Start a Kids’ Garden with Nasturtium

Nasturtium seed packet

Nasturtium seed packet

Q: I am a second-grade teacher. I want to give my students a holiday present of a pot and a packet of seeds. Which flower, vegetable and herb seeds do you think they would have the most success with planting in December or January?
– Laurie Shonafelt
Simi Valley
A: Large seeds are best for kids. No blooming plant is easier to grow than nasturtium, whose flowers and leaves also happen to be edible. For vegetables, you could go with beans or corn. Lettuce seeds are on the small side but sprout quickly and reliably throughout the year. Herbs are a little tricky because of their size. Parsley, lavender, sage and rosemary seeds are tiny and probably too difficult for second-graders to plant, but you could try.

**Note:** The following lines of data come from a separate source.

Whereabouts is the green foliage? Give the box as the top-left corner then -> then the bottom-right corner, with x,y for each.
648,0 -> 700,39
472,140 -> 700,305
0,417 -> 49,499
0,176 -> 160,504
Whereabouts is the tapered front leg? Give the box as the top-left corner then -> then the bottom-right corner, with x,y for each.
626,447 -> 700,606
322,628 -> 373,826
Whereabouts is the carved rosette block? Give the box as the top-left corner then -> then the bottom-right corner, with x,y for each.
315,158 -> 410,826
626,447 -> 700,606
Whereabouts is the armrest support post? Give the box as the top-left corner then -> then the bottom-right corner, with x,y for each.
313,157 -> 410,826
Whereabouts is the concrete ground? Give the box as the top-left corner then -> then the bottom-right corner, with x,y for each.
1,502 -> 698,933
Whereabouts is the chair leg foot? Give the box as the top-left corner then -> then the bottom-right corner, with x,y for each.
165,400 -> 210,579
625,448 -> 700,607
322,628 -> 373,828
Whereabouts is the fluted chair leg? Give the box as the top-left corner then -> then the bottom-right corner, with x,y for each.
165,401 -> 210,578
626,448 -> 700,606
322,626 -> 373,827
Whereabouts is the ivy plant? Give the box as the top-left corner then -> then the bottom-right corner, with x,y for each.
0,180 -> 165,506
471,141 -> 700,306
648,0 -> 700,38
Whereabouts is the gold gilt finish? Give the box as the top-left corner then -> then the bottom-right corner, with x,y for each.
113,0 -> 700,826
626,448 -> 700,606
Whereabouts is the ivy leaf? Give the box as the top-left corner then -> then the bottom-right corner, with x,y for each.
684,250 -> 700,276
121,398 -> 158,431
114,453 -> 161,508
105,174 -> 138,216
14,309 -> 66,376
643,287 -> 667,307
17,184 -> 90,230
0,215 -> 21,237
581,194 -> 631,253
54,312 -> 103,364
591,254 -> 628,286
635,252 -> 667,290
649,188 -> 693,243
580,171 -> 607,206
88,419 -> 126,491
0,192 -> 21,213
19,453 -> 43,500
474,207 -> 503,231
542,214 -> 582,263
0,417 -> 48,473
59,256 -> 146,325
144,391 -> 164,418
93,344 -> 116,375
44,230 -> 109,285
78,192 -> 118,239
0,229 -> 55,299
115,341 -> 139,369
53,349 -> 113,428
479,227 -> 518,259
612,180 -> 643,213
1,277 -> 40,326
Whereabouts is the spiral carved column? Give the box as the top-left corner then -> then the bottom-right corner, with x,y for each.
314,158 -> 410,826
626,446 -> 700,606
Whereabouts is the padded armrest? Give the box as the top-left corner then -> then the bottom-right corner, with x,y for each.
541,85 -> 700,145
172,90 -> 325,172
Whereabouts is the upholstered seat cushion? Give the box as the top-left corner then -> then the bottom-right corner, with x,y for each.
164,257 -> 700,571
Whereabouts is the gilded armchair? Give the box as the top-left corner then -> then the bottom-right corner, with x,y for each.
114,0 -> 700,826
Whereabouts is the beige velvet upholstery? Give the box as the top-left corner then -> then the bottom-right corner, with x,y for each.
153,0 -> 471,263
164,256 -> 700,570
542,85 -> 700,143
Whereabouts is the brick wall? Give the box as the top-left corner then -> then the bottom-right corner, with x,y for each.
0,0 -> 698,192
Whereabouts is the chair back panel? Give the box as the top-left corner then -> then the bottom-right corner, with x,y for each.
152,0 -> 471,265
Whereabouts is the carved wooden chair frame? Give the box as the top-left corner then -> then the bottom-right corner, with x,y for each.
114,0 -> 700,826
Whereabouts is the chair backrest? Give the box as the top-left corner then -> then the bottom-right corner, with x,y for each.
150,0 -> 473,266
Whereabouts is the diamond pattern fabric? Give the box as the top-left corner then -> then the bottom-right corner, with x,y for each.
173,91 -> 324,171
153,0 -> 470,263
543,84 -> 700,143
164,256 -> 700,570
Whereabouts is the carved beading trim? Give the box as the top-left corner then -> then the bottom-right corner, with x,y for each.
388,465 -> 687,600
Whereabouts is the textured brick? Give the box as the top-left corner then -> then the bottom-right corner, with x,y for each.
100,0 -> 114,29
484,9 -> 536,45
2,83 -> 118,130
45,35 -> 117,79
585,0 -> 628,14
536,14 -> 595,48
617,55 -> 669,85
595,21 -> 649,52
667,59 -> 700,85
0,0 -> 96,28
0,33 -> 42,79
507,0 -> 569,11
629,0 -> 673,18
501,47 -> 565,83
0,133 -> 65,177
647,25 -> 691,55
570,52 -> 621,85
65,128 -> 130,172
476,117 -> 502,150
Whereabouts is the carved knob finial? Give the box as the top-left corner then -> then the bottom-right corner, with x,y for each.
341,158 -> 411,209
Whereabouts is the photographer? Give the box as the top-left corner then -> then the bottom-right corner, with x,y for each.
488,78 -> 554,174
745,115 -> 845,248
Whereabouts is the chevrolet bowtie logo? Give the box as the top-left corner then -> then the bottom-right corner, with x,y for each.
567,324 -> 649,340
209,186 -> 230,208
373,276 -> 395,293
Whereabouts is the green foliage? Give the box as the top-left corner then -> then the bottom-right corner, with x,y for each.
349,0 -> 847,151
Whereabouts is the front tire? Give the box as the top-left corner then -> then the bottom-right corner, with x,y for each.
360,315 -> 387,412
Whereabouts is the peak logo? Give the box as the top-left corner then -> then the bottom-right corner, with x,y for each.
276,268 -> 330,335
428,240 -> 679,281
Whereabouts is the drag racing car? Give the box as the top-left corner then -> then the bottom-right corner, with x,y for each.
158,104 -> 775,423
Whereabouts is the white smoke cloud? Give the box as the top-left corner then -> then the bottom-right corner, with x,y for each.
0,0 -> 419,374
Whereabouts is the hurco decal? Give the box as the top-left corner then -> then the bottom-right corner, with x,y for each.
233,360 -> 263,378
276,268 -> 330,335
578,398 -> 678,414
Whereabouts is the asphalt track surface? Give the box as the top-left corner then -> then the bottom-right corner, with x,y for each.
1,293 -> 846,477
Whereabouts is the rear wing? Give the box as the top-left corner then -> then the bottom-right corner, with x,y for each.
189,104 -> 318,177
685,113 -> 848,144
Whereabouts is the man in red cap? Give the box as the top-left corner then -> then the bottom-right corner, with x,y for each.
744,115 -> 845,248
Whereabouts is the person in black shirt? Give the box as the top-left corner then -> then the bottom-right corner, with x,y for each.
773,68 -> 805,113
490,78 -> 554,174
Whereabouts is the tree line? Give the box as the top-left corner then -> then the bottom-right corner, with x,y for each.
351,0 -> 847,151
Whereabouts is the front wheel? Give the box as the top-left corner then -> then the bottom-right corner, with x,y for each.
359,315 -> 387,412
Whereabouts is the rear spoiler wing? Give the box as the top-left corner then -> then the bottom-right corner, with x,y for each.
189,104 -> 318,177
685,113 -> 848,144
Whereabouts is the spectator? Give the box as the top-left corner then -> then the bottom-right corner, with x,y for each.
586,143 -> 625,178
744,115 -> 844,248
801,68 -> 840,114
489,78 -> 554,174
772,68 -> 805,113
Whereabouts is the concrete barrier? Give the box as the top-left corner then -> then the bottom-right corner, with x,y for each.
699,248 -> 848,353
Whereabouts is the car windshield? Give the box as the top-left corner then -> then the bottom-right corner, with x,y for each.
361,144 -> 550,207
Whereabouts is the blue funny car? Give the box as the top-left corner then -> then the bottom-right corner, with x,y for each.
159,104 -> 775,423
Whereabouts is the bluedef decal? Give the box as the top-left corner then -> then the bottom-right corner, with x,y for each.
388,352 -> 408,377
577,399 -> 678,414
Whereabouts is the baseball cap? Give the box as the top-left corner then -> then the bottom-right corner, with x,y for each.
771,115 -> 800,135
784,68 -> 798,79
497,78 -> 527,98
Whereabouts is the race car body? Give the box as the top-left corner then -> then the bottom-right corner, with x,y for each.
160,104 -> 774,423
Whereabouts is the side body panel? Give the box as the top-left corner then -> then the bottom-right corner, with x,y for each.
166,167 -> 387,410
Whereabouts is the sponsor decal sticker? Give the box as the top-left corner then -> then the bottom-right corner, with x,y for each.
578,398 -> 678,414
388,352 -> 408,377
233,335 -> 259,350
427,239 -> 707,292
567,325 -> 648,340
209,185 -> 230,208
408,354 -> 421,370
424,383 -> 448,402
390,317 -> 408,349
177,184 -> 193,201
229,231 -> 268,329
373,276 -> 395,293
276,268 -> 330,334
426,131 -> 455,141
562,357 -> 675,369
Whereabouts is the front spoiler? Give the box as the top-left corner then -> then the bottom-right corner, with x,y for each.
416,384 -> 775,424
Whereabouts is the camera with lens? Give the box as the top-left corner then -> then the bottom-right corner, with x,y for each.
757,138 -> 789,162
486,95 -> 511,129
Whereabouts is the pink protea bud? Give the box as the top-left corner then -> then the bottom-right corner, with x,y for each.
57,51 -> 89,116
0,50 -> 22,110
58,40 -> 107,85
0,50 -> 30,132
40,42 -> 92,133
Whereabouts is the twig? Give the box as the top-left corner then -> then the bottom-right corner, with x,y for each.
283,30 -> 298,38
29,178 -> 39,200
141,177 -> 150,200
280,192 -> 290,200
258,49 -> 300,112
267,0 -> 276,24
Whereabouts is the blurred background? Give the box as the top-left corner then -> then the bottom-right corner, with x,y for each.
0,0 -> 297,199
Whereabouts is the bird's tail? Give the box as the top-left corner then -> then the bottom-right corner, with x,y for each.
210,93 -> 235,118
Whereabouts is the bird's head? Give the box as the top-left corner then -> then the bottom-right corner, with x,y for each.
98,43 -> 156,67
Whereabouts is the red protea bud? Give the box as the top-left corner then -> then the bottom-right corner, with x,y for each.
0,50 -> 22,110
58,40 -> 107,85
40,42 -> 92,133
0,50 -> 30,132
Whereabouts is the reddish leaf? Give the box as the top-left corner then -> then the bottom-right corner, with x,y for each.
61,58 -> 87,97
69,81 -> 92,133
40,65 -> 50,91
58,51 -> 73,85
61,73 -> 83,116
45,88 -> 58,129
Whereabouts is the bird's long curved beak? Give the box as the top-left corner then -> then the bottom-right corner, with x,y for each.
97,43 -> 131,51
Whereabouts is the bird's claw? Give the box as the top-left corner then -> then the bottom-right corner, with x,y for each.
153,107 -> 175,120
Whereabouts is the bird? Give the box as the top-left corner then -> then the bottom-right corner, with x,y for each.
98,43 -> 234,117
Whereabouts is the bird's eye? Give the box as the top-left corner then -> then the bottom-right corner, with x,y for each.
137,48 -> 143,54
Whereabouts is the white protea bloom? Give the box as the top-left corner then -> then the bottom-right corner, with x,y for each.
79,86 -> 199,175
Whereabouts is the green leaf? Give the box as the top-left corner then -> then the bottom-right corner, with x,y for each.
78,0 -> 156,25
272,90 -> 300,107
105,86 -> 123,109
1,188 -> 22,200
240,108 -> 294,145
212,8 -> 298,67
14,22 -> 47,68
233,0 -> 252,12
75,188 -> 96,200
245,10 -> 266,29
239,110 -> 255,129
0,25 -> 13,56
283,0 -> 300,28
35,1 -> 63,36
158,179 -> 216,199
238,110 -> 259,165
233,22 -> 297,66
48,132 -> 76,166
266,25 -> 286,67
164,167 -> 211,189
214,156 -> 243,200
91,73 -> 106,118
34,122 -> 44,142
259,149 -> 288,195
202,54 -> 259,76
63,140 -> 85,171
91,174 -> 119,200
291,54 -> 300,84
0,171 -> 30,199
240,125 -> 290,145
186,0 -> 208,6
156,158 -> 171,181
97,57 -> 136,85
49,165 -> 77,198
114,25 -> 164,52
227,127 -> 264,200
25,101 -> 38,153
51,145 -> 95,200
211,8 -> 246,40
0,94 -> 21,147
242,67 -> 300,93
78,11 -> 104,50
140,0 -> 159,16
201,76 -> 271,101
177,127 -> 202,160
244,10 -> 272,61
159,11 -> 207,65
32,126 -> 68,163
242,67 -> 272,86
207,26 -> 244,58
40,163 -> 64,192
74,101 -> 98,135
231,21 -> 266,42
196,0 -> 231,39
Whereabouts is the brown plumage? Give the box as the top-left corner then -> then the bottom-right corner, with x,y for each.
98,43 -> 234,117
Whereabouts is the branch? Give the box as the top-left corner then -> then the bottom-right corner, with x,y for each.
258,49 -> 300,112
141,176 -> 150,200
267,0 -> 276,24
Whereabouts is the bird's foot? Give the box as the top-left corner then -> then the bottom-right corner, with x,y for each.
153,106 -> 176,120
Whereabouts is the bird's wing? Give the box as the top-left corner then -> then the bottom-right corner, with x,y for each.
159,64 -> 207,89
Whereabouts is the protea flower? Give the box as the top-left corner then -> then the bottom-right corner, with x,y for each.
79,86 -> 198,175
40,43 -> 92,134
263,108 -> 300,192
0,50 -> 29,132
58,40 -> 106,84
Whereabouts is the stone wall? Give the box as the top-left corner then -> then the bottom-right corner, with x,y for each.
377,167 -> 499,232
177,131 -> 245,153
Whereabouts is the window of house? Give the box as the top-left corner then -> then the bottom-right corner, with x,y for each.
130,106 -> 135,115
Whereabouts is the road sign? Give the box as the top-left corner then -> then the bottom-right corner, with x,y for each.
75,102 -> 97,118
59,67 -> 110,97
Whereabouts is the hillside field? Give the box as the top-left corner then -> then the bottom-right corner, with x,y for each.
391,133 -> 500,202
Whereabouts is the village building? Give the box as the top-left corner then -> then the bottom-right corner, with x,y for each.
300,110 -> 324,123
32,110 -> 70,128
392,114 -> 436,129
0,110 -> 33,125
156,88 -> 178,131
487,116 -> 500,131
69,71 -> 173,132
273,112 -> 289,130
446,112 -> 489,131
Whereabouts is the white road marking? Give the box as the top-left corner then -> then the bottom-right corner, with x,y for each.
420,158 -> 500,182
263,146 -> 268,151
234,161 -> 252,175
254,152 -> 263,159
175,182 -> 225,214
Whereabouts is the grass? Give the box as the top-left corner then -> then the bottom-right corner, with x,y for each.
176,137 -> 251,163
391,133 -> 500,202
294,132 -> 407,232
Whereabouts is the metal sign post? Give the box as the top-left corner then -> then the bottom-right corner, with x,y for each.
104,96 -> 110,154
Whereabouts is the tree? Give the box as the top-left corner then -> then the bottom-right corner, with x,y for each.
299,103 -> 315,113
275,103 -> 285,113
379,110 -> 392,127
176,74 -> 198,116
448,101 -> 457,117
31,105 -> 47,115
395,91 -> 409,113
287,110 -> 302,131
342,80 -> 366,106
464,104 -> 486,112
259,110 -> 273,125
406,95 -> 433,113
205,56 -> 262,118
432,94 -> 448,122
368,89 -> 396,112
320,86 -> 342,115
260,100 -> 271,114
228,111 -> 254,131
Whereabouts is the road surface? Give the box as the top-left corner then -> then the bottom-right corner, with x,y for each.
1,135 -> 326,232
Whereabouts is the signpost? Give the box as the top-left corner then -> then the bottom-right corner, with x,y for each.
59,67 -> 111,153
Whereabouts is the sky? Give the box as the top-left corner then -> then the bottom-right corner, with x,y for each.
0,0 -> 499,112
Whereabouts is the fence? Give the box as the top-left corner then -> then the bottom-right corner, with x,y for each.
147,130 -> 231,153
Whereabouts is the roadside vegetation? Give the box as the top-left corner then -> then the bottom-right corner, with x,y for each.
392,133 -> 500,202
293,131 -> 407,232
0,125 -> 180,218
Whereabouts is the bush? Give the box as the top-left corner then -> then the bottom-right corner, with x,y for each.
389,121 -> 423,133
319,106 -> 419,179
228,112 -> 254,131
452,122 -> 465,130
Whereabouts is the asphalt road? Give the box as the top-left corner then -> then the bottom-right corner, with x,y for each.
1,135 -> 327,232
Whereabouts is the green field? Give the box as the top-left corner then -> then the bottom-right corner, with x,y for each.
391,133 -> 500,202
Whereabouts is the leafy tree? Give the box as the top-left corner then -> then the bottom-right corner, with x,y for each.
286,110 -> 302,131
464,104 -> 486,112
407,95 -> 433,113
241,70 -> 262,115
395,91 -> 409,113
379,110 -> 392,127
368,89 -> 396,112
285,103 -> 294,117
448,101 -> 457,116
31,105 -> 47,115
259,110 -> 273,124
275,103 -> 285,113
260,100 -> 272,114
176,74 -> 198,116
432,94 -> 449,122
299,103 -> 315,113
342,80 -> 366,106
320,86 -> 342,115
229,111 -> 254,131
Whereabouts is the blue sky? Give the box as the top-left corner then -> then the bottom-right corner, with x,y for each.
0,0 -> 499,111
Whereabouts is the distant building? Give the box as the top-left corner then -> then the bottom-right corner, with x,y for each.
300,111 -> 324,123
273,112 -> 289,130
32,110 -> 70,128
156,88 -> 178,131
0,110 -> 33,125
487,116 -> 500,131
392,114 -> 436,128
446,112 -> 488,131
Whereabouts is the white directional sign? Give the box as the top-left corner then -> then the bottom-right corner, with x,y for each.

According to the Garden Media Group, a leading horticultural communications firm, 2004 is going to be a year of simplicity in the garden.
This trend will express itself in a number of ways: gardens planted in a single color, mass plantings and color-coordinated – as opposed to mixed-color – container plantings.
Single-color or monochrome flower gardens are easy on the eye. Where many colors are present, the eye cannot relax as it flits endlessly from one color to the next. As one plant grower explains it: “There is riot in everything we do; the riot does not need to be in our back yard.”
The new philosophy of simplicity is not really new. It finds its ultimate expression in the centuries-old Japanese garden, which, in seeking to replicate the natural landscape, is a celebration of green. The English garden, with its inclusion of every color under the sun, is a modern invention, not actually arriving on the horticultural scene until the end of the 19th century.
But the color of your focus does not have to be green. In a shade garden, for instance, you may want to plant only white flowers – as in certain varieties of impatiens, begonia, azalea, camellia and Japanese anemone – with some white-and-green-foliage plants, such as that seen in variegated lacecap hydrangeas and in glacier ivy.
Or, in a sunny garden, you could plant masses of ‘Knock Out’ roses, ground-cover roses that will soon rival the widely planted ‘Floral Carpet’ rose series in popularity. ‘Knock Out’ roses are available in red, pink and blush, bloom from spring through fall.
Speaking of long bloomers, a variety of hydrangea dubbed ‘Endless Summer’ that produces flowers on both new and old growth is now available. Even if you are careless about pruning, you will get plenty of flowers.
A trend toward moving-water (as opposed to standing-water) features has developed. Simple, self-circulating fountains are available that require far less maintenance than ponds.

TIP OF THE WEEK: If you are thinking of where to spend some extra cash, consider the wisdom of sprucing up your landscape as opposed to other home improvements. According to the Associated Landscape Contractors of America, a new landscape gives a return on investment of 100 to 200 percent, as opposed to a bathroom remodel, for example, whose return on investment is only 75 percent.